1:00 PM
The power went out in our house around ten AM, so no television, no radio, and no internet. So I did what I usually do when I'm cut off from the world: I went to sleep.
When I woke up at one PM, my options had expanded slightly. The rain had paused, so I was able to walk the dogs. (Trying to walk a basenji in the rain is like trying to drive a car with the parking break on. You can do it, but you'll wish you hadn't.) The dogs didn't seem to mind the gusty winds, so we were able to make our way through town like it was a normal walk. Newport was even more deserted today than it was yesterday. All the tourists had cleared out, and only we townies were left. The power was off throughout Newport, so the few businesses that hadn't chosen to close had the choice made for them. The only exception was Benjamin's Raw Bar on Thames Street, which had managed to keep busy by attracting everyone who was still in town and was looking for a place to go.
While I was passing by the hotel where I worked (which was closed for the weekend due to the storm, and now also due to the power outage), I noticed a man struggling to close one of the gates.

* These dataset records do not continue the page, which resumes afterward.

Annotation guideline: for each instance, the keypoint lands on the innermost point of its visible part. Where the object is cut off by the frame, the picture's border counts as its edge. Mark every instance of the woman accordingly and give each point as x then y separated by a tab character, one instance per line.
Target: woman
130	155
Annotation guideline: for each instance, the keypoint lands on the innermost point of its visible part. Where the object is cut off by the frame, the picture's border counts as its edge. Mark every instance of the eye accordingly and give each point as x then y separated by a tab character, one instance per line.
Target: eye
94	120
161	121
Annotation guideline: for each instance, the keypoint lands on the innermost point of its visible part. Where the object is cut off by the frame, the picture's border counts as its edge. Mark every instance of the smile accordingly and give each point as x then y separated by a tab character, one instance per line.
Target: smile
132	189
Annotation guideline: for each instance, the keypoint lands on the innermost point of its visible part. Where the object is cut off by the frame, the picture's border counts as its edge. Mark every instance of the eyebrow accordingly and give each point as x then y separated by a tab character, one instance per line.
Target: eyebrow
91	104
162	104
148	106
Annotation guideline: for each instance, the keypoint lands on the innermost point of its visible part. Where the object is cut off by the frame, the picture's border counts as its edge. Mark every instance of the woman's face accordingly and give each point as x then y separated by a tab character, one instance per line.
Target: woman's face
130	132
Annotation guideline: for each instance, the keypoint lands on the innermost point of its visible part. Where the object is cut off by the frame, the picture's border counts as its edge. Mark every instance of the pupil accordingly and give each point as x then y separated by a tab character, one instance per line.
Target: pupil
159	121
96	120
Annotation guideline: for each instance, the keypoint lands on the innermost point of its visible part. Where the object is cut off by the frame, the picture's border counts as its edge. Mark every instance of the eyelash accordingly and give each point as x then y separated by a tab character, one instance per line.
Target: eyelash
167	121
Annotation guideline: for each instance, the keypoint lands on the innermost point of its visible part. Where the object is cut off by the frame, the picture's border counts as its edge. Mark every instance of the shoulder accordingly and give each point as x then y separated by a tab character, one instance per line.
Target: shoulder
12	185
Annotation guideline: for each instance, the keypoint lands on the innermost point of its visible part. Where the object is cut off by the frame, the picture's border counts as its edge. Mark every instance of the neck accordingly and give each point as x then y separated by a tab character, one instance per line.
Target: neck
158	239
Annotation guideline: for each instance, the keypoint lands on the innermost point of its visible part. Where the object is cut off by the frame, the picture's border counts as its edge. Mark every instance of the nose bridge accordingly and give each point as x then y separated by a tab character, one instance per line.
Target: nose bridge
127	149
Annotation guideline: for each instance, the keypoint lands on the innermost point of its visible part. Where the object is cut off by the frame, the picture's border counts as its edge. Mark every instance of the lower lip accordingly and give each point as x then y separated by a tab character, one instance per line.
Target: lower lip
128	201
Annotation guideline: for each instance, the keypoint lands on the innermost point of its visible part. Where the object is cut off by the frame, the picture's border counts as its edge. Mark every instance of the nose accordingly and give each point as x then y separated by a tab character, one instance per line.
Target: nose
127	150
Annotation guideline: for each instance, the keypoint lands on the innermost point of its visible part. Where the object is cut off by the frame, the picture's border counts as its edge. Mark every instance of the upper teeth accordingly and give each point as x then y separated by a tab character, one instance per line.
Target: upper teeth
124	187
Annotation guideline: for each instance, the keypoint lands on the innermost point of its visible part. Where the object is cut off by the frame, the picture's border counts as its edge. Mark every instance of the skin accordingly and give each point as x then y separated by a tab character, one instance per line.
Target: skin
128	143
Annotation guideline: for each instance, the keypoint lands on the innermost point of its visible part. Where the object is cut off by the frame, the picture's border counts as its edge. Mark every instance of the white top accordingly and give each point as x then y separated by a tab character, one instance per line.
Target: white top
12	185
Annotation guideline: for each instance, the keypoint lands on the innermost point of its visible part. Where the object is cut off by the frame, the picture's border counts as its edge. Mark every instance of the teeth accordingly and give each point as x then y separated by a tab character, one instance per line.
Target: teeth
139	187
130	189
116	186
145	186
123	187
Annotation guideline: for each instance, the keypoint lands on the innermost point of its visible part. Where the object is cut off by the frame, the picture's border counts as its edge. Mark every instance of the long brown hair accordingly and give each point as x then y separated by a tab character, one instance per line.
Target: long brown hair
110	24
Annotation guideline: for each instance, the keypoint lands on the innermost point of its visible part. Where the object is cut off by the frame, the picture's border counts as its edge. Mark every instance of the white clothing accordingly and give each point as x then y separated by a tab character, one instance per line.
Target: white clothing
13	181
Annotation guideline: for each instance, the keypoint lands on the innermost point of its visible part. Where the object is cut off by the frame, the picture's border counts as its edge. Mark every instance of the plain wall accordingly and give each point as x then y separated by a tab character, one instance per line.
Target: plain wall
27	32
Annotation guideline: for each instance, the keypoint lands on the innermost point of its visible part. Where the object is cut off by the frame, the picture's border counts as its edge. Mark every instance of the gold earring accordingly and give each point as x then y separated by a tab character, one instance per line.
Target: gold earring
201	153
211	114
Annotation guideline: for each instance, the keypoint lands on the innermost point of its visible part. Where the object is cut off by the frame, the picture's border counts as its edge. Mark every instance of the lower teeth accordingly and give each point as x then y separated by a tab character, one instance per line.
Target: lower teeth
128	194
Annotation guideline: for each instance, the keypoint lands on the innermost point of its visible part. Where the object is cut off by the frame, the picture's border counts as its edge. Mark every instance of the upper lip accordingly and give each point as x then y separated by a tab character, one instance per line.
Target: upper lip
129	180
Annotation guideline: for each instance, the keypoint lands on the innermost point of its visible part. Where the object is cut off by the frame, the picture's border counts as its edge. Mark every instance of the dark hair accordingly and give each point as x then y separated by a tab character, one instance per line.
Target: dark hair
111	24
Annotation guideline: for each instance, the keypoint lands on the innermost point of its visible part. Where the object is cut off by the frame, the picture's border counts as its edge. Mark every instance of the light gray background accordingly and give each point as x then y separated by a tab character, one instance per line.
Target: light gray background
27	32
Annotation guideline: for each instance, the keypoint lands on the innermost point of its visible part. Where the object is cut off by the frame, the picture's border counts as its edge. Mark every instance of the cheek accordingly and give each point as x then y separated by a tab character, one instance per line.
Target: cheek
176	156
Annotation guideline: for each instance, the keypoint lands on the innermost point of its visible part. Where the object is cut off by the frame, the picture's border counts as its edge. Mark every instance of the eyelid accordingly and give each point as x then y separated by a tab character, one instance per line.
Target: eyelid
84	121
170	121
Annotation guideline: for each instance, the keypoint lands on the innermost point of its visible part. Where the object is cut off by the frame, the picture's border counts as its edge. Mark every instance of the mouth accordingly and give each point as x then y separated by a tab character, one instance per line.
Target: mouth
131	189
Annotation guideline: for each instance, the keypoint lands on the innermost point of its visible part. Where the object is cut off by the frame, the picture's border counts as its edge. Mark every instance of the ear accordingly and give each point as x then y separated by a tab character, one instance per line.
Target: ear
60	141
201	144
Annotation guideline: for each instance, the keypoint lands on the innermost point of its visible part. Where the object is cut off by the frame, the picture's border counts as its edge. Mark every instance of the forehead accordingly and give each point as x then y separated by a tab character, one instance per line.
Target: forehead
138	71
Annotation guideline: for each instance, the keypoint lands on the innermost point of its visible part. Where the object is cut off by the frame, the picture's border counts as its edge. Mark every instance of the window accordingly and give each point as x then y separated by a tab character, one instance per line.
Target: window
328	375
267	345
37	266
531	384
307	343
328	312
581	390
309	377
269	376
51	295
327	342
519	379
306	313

As the dogs and I passed by, I recognized him as the hotel's general manager. I asked him how the building had weathered the previous night's storm surge, and he told me that the sea hadn't quite made it over the sea wall, and everything was still unflooded. However, there would be another storm surge during the next high tide, and it was expected to be higher.
The dogs and I went on our way, passing through the wind-tossed trees, which were shedding leaves and twigs at a fantastic rate, with the occasional good-sized branch thrown in. When we got back to the house at two-thirty, the power was still out.
7:30 PM
If you can't watch television and you can't surf the internet, you can still read books, and that's how I spent most of that stormy Sunday afternoon, perched in a chair next to my bedroom window. I finished Murray Leinster's Twists in Time and started Edmond Hamilton's Battle for the Stars. I was four chapters into Hamilton's space opera when the light from the window grew too dim to see by. It was seven-thirty in the evening, and I decided to take the dogs for another walk.
I walked the dogs through the dimming light. Most of the street lights were out, but apparently the city has a few that are hooked up to an emergency generator, and those provided an occasional island of artificial light. More light was shed by the headlights of passing cars, which acted like moving spotlights running through the otherwise almost-unlit city. Perrotti Park fronts on Newport Harbor, and as the dogs and I were passing through, I could see the sea, which was heaving like a freshman at his first kegger. We must still have been a few hours from high tide, because the sea was at least three feet below the top of the sea wall. I thought then that there was a distinct chance that the hotel would make it through the hurricane unflooded.
We were going up Thames Street towards Washington Square, and it was all dim night, lit by occasional car headlights and even more occasional street lights, and then . . . suddenly, there was an island of light and noise. The Brick Alley Pub had its own emergency generator, and it was lit up like Times Square and open for business. The sheer normality of it made it the strangest thing of all on that strange night.
Eisenhower Park was so choked with fallen branches and so dark that I passed it by. The dogs and I made our way up Broadway entirely by the light of passing car headlights, until we reached City Hall, which also had its own generator, and was also lit, though not as extravagantly as the Brick Alley. The dogs and I paused there for a minute before starting on the final leg of our journey home. Back in the house, I fixed dinner for the cats by flashlight, then went upstairs to my bedroom with the dogs, lying down in the dark room and listening to the gusting wind and the occasional emergency vehicle rushing through the night.
1 comment:
I could see the sea, which was heaving like a freshman at his first kegger.
Bravo!
I finished Murray Leinster's Twists in Time
Sideways in Time is one of my all-time favorite tales.
Glad to hear you weathered the storm well.